Qantas shareholders meet next week in faraway Perth and already Riskmetrics is taking aim at the proposal to compensate former CEO Geoff Dixon for tax changes on superannuation back in 2006, even though he ended up avoiding any penalty from those changes.

That news came on Friday and was reported at the same time as a generally favourable profile of CEO Al Joyce appeared in the Fairfax broadsheets Saturday business pages.

But there are other queries for the board that will not be able to be made because the meeting is in Perth and for most of the company’s owners, travelling west is too expensive and too time-consuming.

The company is holding it in Perth because of a policy, introduced by former chairman Gary Pemberton to take the meeting to shareholders in cities apart from Sydney and Melbourne. That’s fine, but when the overwhelming majority of shareholders are in NSW and Victoria, the two biggest states, and especially in Sydney and Melbourne, the move is discriminatory.

That is especially so this year because of the controversial nature of the $10.7 million payment to Dixon, even though he only worked five months. That figure included the $3 million payment to Dixon to compensate him for a tax change that didn’t penalise him.

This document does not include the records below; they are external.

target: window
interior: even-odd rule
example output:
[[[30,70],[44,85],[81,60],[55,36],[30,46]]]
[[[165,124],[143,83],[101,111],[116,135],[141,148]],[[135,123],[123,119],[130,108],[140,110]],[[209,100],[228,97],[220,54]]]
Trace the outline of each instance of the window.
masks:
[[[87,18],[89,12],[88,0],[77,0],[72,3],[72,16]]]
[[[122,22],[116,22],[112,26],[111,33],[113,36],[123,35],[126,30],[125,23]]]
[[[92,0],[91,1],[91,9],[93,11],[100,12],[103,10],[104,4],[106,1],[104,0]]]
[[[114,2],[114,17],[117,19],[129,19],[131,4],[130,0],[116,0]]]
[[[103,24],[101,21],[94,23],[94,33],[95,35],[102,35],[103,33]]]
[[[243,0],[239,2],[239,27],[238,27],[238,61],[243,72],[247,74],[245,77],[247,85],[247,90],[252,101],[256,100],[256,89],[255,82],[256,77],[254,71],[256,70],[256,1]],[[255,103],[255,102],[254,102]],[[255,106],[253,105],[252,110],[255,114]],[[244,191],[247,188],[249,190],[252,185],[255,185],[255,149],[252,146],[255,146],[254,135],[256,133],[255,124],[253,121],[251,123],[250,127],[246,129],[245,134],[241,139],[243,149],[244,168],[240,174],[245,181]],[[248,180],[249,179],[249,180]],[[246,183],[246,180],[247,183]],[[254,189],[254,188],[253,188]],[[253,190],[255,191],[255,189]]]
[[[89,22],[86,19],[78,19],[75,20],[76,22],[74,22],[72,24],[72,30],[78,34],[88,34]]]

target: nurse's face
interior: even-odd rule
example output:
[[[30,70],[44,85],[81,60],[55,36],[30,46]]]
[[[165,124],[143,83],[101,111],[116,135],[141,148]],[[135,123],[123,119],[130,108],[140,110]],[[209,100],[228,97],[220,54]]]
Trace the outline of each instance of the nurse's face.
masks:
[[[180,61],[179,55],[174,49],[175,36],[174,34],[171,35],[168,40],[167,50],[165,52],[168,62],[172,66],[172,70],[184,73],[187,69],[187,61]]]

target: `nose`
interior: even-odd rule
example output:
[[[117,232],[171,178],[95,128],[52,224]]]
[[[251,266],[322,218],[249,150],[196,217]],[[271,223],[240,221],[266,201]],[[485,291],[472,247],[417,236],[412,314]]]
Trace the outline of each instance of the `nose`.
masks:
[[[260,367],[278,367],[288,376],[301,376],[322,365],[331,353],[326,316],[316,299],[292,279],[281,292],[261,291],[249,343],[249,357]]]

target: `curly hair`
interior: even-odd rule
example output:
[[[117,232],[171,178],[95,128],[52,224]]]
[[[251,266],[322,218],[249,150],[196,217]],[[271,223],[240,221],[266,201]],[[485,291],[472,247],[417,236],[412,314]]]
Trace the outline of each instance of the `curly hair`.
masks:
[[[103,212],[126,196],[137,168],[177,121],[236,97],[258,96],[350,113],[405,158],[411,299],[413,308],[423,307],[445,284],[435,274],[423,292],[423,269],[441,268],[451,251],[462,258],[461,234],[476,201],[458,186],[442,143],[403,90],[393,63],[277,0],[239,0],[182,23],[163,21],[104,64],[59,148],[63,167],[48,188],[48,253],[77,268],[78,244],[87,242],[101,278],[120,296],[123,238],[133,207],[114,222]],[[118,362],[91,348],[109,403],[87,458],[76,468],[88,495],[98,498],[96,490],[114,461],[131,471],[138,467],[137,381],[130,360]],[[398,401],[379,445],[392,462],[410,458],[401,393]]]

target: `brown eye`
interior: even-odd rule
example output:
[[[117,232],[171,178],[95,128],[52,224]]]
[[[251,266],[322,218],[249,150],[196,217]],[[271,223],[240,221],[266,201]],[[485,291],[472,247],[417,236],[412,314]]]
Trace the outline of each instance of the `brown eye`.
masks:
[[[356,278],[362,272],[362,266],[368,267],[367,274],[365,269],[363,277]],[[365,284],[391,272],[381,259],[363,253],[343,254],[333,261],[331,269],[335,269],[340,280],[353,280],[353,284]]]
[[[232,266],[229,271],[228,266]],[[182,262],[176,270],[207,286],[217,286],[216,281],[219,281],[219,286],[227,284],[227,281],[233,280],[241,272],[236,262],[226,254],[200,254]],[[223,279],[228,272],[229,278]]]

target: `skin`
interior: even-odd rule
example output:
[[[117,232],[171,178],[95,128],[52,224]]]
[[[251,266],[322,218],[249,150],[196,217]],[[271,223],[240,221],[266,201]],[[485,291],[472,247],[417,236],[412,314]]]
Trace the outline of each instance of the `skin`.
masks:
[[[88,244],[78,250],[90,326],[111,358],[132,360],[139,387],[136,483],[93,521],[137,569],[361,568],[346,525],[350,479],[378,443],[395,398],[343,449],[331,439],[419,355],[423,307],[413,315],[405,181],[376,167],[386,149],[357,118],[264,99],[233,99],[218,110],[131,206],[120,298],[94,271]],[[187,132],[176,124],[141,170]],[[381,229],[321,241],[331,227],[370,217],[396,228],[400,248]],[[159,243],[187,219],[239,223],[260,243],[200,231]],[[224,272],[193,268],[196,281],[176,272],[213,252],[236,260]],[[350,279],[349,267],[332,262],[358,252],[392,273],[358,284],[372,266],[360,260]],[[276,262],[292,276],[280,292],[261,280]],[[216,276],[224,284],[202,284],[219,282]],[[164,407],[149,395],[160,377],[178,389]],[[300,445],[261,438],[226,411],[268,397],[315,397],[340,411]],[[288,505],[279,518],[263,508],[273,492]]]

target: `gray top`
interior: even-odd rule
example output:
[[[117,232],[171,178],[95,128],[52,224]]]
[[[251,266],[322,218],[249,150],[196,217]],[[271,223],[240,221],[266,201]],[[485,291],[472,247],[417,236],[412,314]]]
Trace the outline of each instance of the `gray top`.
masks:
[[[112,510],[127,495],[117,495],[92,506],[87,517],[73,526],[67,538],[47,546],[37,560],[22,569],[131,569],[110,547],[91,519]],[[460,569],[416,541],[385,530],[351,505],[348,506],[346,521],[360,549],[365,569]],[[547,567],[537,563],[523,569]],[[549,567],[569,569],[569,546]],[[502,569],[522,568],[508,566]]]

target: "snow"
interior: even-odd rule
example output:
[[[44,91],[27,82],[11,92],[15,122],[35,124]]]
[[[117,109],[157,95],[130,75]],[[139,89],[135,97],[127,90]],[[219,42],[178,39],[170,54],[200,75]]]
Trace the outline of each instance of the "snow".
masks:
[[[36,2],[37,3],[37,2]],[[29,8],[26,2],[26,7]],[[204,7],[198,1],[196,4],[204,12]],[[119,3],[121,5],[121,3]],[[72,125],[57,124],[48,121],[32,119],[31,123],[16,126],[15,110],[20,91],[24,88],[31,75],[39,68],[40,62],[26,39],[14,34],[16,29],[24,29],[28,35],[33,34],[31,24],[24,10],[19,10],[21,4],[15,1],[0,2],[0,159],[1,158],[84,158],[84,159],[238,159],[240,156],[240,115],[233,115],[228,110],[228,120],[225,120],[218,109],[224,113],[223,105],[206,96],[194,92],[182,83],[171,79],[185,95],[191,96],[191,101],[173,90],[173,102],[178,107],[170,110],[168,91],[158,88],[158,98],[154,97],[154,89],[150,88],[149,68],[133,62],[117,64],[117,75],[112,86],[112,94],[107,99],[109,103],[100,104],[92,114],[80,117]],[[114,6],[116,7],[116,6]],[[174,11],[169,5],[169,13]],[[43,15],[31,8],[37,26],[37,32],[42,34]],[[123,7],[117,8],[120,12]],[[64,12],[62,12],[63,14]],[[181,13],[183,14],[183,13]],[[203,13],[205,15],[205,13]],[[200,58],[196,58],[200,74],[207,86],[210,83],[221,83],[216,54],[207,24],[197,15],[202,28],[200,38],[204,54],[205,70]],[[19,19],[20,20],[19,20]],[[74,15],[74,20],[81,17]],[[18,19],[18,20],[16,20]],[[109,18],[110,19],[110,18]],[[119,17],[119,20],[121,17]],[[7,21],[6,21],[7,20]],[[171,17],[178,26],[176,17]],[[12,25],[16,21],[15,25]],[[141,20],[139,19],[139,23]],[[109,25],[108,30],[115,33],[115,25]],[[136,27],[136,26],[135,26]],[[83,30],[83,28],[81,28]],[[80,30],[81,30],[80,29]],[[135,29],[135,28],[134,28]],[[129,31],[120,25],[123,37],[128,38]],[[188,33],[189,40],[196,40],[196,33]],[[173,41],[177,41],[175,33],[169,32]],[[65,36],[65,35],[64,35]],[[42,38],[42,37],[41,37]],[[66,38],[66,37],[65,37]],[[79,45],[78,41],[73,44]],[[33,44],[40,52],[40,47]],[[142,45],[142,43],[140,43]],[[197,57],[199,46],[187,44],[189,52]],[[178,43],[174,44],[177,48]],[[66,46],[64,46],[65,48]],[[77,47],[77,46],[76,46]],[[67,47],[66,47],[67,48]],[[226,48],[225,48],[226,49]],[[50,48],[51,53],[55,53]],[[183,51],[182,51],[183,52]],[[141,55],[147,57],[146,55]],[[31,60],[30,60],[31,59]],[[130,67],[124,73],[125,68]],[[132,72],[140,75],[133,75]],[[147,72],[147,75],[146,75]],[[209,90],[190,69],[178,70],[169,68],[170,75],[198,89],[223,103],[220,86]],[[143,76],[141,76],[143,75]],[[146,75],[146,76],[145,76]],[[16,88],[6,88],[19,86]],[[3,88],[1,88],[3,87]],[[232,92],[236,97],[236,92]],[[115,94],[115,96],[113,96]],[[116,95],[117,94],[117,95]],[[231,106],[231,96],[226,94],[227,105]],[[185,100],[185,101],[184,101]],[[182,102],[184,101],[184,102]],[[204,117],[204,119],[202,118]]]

Dixon had been treated “nicely” by the Qantas board, led by his friend, chairman Margaret Jackson; the board failed to penalise him for his disloyalty in supporting (indeed driving) the failed private equity buyout from Macquarie Bank and its mates in 2007. That support for Dixon was probably based on guilt as much as anything because Jackson was also a supporter. But led by Dixon and CFO Peter Gregg, management was the cheer squad for the terrible idea.

Since then the Qantas share price has been driven down by the credit crunch, recession and the airline’s loss of reputation over reliability and safety concerns that occurred while Dixon was CEO.

He fought with unions over safety and staffing, Qantas developed a reputation for ignoring staff, passenger and regulator concerns. Dixon was paid millions of dollars while this was happening, and the board now has this ridiculous payment of $3 million for something that didn’t happen.

Shareholders would not object to the way Jetstar has been set up and has taken business from the main airline because Jetstar was the difference between a small profit and a large loss in 2009. But Jetstar has had reliability problems and a high handed and hard-line approach to customers/passengers and has become a magnet for bad news in these areas. That happened under Joyce.

Shareholders have seen their dividends fall, with the final payment for 2009 omitted and no assurance when they will return.

Joyce’s pay fell from more than $5 million in 2008 to just over $3 million in 2009. But some shareholders would like to know if he and the rest of management, plus the board will freeze their salaries or even reduce them by the same amount as the income to the owners (i.e. shareholders) has been reduced.

And, finally, I bet not one board member, including chairman Lee Clifford, will answer a question as to why the board and Dixon did not know of the freight price-fixing deals that have seen the airline fined and at least one former US executive jailed in America.

That attempt at price fixing happened during Dixon’s term as CEO and neither he nor other senior executives knew anything about it. That is poor management.

Surely that ignorance should have formed a part of assessing the level of bonuses and other payments to senior executives, including Dixon. It was a fundamental breach of trust and law.

Looking at these questions, it is easy to see why Qantas is meeting in Perth.